Thoughts
- Corporate Insiders are dumping stocks. Here’s why you shouldn’t worry about this.
- Citigroup’s Panic/Euphoria Model continues to register “euphoria”. Watch out in 2019.
- Initial Claims are still trending lower. A medium-long term bullish sign for the stock market and economy.
- Continued Claims are still trending lower. A medium-long term bullish sign for the stock market and economy.
- Commercial hedgers (smart money) are extremely bullish on gold and silver.
1 am: Corporate Insiders are dumping stocks. Here’s why you shouldn’t worry about this.
A recent Bloomberg article caught my eye:

In other words, corporate insiders (who are supposedly “smart money”) are dumping their stocks even as their companies conduct massive share buybacks.

Is this bearish for the stock market? No. I would ignore this. Corporate Insiders are not “smart money”. They’re good at running their companies, not trading their stocks.
In fact, corporate insiders have been “dumping” their stocks pretty much throughout the entire course of this bull market.
- July 2018 from CNN: “CEOs are dumping stock in their companies. Here’s what that means”
- February 2017 from CNBC: “Companies are dumping stocks at levels ‘rarely seen’, report indicates”.
- March 2015 from Market Watch: “Tech insiders dumping stocks as their companies buy them back”
- March 2014 from Market Watch: “In-the-know insiders are dumping stocks”
- August 2009 from Reuters: “Bears prowl Wall St as insiders dump stock”
(Click on image to enlarge)

Corporate insiders are neither better nor worse than your average mom-and-pop as market timers.
1 am: Citigroup’s Panic/Euphoria Model continues to register “euphoria”. Watch out in 2019.
Citigroup publishes a Panic/Euphoria Model (sentiment indicator). It continues to register “euphoria” for the second month in a row.
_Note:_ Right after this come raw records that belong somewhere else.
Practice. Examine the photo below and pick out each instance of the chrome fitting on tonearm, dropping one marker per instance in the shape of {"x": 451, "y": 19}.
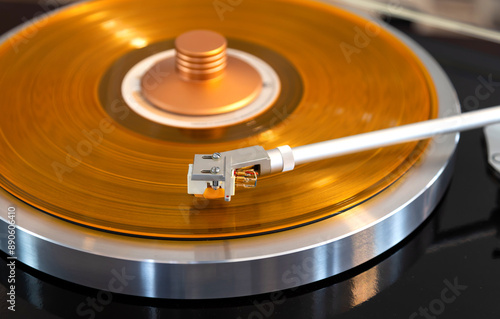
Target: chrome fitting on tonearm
{"x": 217, "y": 175}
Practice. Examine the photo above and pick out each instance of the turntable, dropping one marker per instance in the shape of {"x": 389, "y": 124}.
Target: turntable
{"x": 104, "y": 110}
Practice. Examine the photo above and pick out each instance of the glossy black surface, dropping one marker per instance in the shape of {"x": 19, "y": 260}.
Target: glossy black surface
{"x": 458, "y": 246}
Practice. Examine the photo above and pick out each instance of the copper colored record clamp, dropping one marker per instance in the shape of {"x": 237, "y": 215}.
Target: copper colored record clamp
{"x": 202, "y": 79}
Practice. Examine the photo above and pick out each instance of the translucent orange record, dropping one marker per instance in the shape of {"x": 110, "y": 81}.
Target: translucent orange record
{"x": 70, "y": 146}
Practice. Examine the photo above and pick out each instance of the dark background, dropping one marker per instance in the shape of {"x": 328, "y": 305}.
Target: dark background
{"x": 459, "y": 243}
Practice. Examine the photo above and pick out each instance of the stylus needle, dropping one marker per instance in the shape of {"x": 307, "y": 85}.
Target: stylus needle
{"x": 224, "y": 170}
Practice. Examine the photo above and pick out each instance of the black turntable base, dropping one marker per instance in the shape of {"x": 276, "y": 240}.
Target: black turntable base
{"x": 448, "y": 268}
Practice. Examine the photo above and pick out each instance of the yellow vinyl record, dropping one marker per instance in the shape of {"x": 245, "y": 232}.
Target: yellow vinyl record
{"x": 72, "y": 147}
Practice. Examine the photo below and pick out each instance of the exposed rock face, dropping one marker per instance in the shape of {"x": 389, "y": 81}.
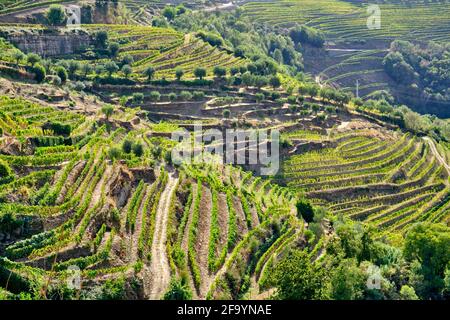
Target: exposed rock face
{"x": 10, "y": 146}
{"x": 120, "y": 186}
{"x": 47, "y": 45}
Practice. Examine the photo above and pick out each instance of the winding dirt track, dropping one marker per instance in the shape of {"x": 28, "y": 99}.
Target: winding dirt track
{"x": 159, "y": 267}
{"x": 437, "y": 154}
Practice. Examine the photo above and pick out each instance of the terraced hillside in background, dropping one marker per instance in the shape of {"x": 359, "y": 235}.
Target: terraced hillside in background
{"x": 410, "y": 20}
{"x": 354, "y": 52}
{"x": 163, "y": 49}
{"x": 388, "y": 179}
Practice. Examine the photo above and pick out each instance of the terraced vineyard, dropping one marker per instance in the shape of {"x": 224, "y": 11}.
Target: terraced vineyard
{"x": 163, "y": 49}
{"x": 94, "y": 204}
{"x": 415, "y": 20}
{"x": 116, "y": 219}
{"x": 388, "y": 180}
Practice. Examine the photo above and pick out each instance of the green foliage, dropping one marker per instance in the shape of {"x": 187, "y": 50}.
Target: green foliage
{"x": 39, "y": 73}
{"x": 56, "y": 15}
{"x": 5, "y": 169}
{"x": 108, "y": 110}
{"x": 178, "y": 290}
{"x": 127, "y": 146}
{"x": 305, "y": 34}
{"x": 348, "y": 281}
{"x": 200, "y": 73}
{"x": 297, "y": 278}
{"x": 305, "y": 210}
{"x": 428, "y": 244}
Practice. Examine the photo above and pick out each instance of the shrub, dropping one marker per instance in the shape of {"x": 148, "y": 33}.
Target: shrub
{"x": 155, "y": 96}
{"x": 126, "y": 69}
{"x": 149, "y": 73}
{"x": 172, "y": 96}
{"x": 5, "y": 169}
{"x": 127, "y": 146}
{"x": 111, "y": 67}
{"x": 169, "y": 12}
{"x": 114, "y": 153}
{"x": 101, "y": 39}
{"x": 108, "y": 110}
{"x": 58, "y": 128}
{"x": 305, "y": 210}
{"x": 178, "y": 290}
{"x": 275, "y": 95}
{"x": 200, "y": 73}
{"x": 198, "y": 95}
{"x": 212, "y": 38}
{"x": 33, "y": 58}
{"x": 113, "y": 49}
{"x": 138, "y": 97}
{"x": 56, "y": 15}
{"x": 259, "y": 97}
{"x": 39, "y": 73}
{"x": 219, "y": 71}
{"x": 138, "y": 149}
{"x": 185, "y": 95}
{"x": 179, "y": 73}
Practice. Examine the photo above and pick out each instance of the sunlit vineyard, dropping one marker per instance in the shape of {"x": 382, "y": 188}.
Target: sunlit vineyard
{"x": 348, "y": 19}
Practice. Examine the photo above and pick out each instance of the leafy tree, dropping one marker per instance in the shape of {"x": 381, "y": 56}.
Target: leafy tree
{"x": 113, "y": 49}
{"x": 114, "y": 153}
{"x": 169, "y": 12}
{"x": 127, "y": 146}
{"x": 179, "y": 73}
{"x": 180, "y": 9}
{"x": 307, "y": 34}
{"x": 275, "y": 82}
{"x": 305, "y": 210}
{"x": 429, "y": 244}
{"x": 111, "y": 67}
{"x": 408, "y": 293}
{"x": 101, "y": 39}
{"x": 126, "y": 69}
{"x": 108, "y": 111}
{"x": 226, "y": 113}
{"x": 178, "y": 290}
{"x": 74, "y": 66}
{"x": 185, "y": 95}
{"x": 86, "y": 68}
{"x": 33, "y": 58}
{"x": 18, "y": 56}
{"x": 149, "y": 73}
{"x": 99, "y": 69}
{"x": 56, "y": 15}
{"x": 138, "y": 149}
{"x": 219, "y": 71}
{"x": 297, "y": 278}
{"x": 127, "y": 59}
{"x": 155, "y": 96}
{"x": 61, "y": 72}
{"x": 348, "y": 281}
{"x": 259, "y": 97}
{"x": 138, "y": 97}
{"x": 39, "y": 73}
{"x": 5, "y": 169}
{"x": 200, "y": 73}
{"x": 172, "y": 96}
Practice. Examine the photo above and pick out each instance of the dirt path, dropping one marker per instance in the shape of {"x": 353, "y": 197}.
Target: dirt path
{"x": 202, "y": 241}
{"x": 159, "y": 267}
{"x": 437, "y": 155}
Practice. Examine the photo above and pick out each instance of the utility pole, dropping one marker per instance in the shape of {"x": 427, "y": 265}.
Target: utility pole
{"x": 357, "y": 88}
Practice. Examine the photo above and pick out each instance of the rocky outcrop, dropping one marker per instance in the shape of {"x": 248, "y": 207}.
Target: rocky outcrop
{"x": 50, "y": 44}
Citigroup’s Panic/Euphoria model tends to turn bearish too early: specifically, 1-1.5 years too early. This supports the case for a major stock market top in 2019.
1 am: Initial Claims are still trending lower. A medium-long term bullish sign for the stock market and economy.
Yesterday’s reading for Initial Claims made a new low for this economic expansion (fell from 213k to 203k).The key point is that Initial Claims are still trending lower right now.
(Click on image to enlarge)

*Initial Claims lead the economy and stock market. Historically, its trends higher before a bear market in stocks started (see study).
(Click on image to enlarge)

We use Initial Claims data in these 2 trading models (here and here). These 2 trading models state that you should be long stocks right now because Initial Claims data is still trending downwards.
This suggests that the bull market in stocks is not over because Initial Claims have not trended higher yet. HOWEVER, we are watching out for any SUSTAINED increase in this data series because Initial Claims are very low right now (historically speaking). We are trying to catch the bull market’s top because the bull market most likely only has 1-2 years left.
(Click on image to enlarge)

Flipping the Initial Claims axis makes the inverse relationship between Initial Claims & the S&P very clear.
(Click on image to enlarge)

1 am: Continued Claims are still trending lower. A medium-long term bullish sign for the stock market and economy.
Yesterday’s reading for Continued Claims went down a little from the previous week’s reading (from 1.710 million to 1.707 million). But the key point is that Continued Claims are still trending lower right now.
(Click on image to enlarge)

Like Initial Claims, Continued Claims lead the stock market and economy.
This suggests that the bull market in stocks is not over because Continued Claims have not trended higher yet. HOWEVER, we are watching out for any SUSTAINED increase in this data series because Continued Claims are very low right now (historically speaking). We are trying to catch the bull market’s top because the bull market most likely only has 1-2 years left.
(Click on image to enlarge)

This chart demonstrates the inverse correlation between the S&P 500 and Continued Claims. A downwards trending Continued Claims = medium-long term bullish for the stock market.
(Click on image to enlarge)

Flipping the Continued Claims axis makes the inverse relationship between Continued Claims & the S&P very clear.
(Click on image to enlarge)

1 am: Commercial hedgers (smart money) are extremely bullish on gold and silver.
The latest COT report reading demonstrates that commercial hedgers (smart money) remain extremely bullish on gold and silver.
(Click on image to enlarge)

(Click on image to enlarge)

Outlook
Here’s what I think will happen based on my discretionary outlook.
- 2018 will trend higher but will also be a choppy year.
- The S&P 500 has approximately 1 year left in this bull market (bull market top sometime in 2019).